Conference proceedings in 1989 used a cartoon of ‘Computer-Supported Co-operative Learning’ showing a teacher standing on a computer (Mac SE) as a podium, pointing at a blackboard with ‘E=mc^2’ (shared representation), computer supporting interaction (!) but not getting in the way of teacher-student interaction (looking at each other).
Shared representations – several projects. Conceptual Change in Science. Ros Driver. 1980s, Ideas still here in latest project. More recently: Ambient Wood (Yvonne Rogers) – same thing but the technology is different. Get students to investigate real things, unmediated, but script the investigation (scripting is CSCL current buzzword) – give them representations of those. Now Personal Inquiry (PI) with Eileen Scanlon et al. Again, new technology but idea the same: unmediated science, mediation to help learners talk about it.
Another strand – communication. Shared ARK – Josie Taylor, Simon Buckingham Shum. Video-mediated communication with shared science simulation. Real-world question about whether to run or walk in the rain. (Answer is a brisk walk.) High-quality analogue video, real time, even enabled eye contact. (Cool!) Video-Mediated Communication – link to superfast Janet ATM connect, very high-bandwidth digital video early/mid 90s – two video streams at once!

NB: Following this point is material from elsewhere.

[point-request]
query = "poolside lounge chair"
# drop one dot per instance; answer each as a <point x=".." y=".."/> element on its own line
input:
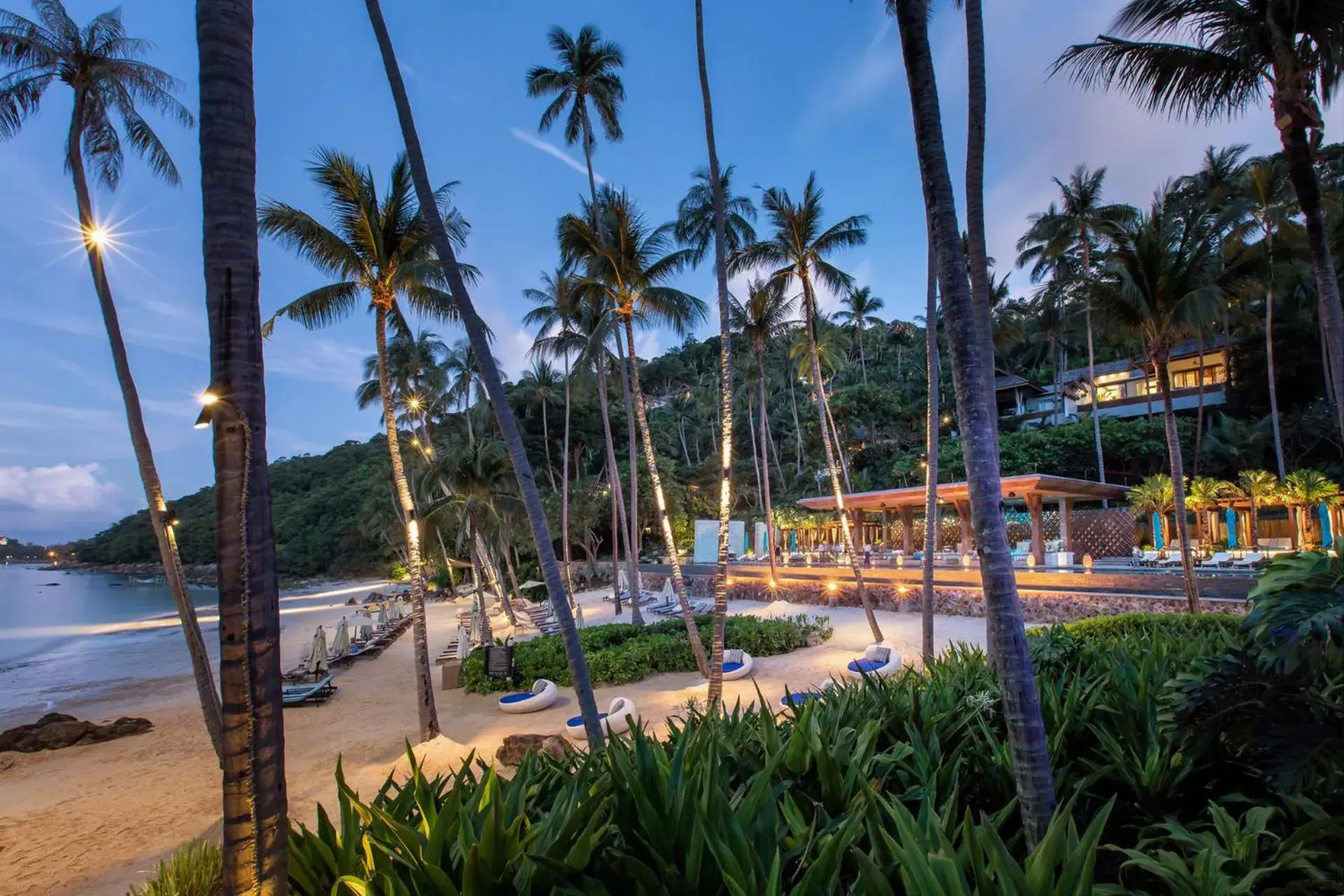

Focus on talk that was produced. Task – same map, other instructs on a route using talking-heads video.
Interesting snippets of findings from all this video:
Despite the quality of connection – bandwidth, latency, eye contact – people don’t talk the same way as if they were face-to-face. They just don’t. Whether in next room or across continents. The task can be differentially affected by that.
So if you want a bargain and you’re on dodgy ground, use the telephone not the video. If your case is strong, use video because you can persuade more.
People think that if they’re on a video, they’ll somehow leak the truth when they’re trying to deceive. Likewise, they think they can pick up lies from others. But people are awful at spotting lies on video, and if they do leak the truth when trying to deceive, it’s by voice, not by what they show.
People who can see each other tend to say less than on audio-only channels; gestures – nodding etc – are crucial to maintaining smoothness of interaction.
LEAD project – EU-funded – mediating f2f communication with computers using text chat … like we’re doing now in this conference with the Twitter backstream. Good route for more interactive lectures.
Digital Replay System – these contexts produce great streams of data that take ages to analyse and make sense of. National Centre for e-Social Science, to help people make sense of large datasets like this. Digital ethnographyThings like auto-analysis of head-nodding.
On the ‘Horizon’ – new EPSRC Digital Economy Hub – at Nottingham – research on ubiquitous computing, big building. Cloud computing, specks etc … very many people you don’t know will have a lot of data about you that you don’t know. How do we make it acceptable for people that they do? How do we deal with issues of privacy, identity, security?